小倉ひとつ。

結婚指輪のために左手の薬指をとっておくひともいる、とは聞いたことがあるけれど、普段あんまりつけられないんだから、せっかくなら今くらいは左手にはめてほしい。


すぐさま右手を引っ込めて、左手をのせる。


「ごめん、本当にごめん……!」

「いや、大丈夫。ごめん、俺の言い方が悪かった」


くすくす笑いながら、「そうじゃないかなとは思ってたけど、本当に慣れてないんだね」と言われたけれど。
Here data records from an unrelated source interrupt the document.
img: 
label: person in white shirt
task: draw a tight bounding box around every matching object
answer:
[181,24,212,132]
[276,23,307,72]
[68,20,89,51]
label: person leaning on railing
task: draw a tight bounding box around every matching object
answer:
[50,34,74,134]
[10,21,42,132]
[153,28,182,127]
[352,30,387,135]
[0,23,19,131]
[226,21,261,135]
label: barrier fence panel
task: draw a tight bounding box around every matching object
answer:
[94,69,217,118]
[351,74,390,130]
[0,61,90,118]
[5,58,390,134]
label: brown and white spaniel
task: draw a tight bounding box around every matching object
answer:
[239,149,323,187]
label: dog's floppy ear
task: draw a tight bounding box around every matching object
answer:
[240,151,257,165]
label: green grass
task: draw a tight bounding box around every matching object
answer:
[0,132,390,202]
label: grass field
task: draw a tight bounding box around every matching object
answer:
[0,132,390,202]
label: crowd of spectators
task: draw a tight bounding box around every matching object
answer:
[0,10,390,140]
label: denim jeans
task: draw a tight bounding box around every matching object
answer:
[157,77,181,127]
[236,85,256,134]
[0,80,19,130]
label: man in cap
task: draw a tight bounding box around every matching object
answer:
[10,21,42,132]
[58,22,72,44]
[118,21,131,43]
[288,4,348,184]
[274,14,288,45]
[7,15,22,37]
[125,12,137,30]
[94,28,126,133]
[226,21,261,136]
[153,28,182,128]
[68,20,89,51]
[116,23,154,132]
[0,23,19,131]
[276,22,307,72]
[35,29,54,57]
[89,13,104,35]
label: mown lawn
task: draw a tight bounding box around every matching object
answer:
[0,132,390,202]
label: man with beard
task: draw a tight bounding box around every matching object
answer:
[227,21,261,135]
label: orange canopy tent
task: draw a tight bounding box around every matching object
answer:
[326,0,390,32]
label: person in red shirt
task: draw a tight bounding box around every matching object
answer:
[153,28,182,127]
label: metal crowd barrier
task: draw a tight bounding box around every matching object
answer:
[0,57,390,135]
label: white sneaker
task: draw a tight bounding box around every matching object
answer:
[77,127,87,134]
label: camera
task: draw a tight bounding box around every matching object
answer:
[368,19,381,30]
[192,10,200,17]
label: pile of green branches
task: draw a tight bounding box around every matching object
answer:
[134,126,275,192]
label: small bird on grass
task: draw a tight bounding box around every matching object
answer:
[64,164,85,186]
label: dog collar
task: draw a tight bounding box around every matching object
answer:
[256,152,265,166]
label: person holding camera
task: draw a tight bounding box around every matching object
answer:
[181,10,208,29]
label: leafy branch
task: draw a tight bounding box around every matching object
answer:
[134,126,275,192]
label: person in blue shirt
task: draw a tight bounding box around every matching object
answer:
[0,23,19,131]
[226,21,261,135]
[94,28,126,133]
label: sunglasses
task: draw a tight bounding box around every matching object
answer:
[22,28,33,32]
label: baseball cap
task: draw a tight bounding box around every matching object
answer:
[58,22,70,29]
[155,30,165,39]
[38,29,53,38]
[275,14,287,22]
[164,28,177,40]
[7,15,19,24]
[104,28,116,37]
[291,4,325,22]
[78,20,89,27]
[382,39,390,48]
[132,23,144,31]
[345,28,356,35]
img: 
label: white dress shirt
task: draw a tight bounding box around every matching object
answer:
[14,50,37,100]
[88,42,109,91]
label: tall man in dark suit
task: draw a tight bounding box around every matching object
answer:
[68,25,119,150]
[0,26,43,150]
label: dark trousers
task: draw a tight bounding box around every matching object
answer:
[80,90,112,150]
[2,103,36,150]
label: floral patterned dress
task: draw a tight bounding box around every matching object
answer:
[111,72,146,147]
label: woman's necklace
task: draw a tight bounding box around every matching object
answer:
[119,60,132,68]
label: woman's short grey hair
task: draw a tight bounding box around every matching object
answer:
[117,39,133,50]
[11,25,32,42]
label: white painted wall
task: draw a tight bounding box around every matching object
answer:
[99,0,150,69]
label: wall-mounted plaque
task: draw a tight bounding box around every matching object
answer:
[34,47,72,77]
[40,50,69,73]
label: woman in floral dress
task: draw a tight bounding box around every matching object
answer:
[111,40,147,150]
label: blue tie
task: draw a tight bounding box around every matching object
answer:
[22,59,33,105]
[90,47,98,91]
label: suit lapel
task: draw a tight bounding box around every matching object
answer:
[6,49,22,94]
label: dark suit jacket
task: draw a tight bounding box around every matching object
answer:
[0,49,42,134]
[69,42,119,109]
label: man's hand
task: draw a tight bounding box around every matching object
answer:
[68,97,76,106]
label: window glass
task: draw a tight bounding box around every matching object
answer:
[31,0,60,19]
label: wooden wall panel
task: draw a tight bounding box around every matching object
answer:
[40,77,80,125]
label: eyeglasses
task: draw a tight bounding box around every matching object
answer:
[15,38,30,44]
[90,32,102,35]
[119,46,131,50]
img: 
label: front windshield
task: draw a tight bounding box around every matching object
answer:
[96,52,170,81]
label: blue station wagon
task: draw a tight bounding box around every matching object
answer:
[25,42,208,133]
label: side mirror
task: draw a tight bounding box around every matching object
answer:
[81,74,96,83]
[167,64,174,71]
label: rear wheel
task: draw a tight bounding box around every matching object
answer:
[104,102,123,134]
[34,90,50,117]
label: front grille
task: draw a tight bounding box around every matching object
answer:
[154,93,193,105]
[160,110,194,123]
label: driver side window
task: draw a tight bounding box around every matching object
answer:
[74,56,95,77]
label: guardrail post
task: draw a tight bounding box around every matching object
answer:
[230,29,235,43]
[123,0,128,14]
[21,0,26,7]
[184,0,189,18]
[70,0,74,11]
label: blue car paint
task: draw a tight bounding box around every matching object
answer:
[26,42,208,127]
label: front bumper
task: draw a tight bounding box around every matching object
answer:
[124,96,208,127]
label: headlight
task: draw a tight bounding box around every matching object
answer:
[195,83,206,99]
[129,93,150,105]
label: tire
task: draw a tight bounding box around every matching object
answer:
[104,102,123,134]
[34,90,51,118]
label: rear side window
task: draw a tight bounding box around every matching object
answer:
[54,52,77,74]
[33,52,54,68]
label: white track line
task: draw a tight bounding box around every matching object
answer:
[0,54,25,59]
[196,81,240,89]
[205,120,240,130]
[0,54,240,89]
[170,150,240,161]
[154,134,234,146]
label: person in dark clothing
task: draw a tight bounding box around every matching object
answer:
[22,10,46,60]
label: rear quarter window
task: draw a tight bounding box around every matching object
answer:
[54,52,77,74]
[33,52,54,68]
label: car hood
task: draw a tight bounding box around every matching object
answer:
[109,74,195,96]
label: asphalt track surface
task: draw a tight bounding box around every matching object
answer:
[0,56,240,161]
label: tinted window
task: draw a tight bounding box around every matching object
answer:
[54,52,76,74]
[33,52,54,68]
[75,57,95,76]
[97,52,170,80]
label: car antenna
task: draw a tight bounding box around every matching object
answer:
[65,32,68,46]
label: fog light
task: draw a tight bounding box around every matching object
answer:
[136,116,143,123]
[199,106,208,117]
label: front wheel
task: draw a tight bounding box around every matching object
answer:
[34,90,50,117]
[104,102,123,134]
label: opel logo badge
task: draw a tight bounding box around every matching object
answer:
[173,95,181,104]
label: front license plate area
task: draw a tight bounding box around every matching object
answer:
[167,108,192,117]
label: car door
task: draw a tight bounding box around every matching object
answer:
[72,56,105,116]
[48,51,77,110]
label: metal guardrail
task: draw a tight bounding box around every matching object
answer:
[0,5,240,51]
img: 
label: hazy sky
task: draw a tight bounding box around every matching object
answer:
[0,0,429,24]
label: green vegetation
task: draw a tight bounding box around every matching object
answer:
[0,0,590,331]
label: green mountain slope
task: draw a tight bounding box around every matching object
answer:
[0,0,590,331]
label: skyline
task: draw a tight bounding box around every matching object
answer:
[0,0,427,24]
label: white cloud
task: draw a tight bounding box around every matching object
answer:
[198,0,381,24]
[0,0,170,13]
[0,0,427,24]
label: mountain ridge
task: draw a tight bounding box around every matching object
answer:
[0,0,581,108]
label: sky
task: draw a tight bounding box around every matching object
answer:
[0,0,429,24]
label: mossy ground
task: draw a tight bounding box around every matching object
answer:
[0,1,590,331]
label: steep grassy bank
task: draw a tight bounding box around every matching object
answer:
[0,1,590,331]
「えっ、普通に過ごしてたら指輪になんて慣れないよ……!?」


目を剥いた私はわるくないとおもいます。


指輪に慣れるってなんだ、そんなに贈られたらはめる指がなくなってしまう。

慣れるくらい回数をこなしたら、両手がジャラジャラになっちゃうじゃないか。


「いや、指輪にじゃなくて、恋愛ごとにって言うか。この流れで右手を出されるとは思わなくて。右につけるって聞いたことがあるのかなとも思ったんだけど、完全に何か分かってない顔だったから」


どうしたんだろ、何かくれるのかなって思ったでしょう。


おかしそうに笑われて限界だった。


……ごめんなさい、思いました。本当にごめんなさい。


要さんが笑ってくれたからよかったものの、怒られても仕方のない場面である。


せっかくの雰囲気も何もない。本当に本当に申し訳ない。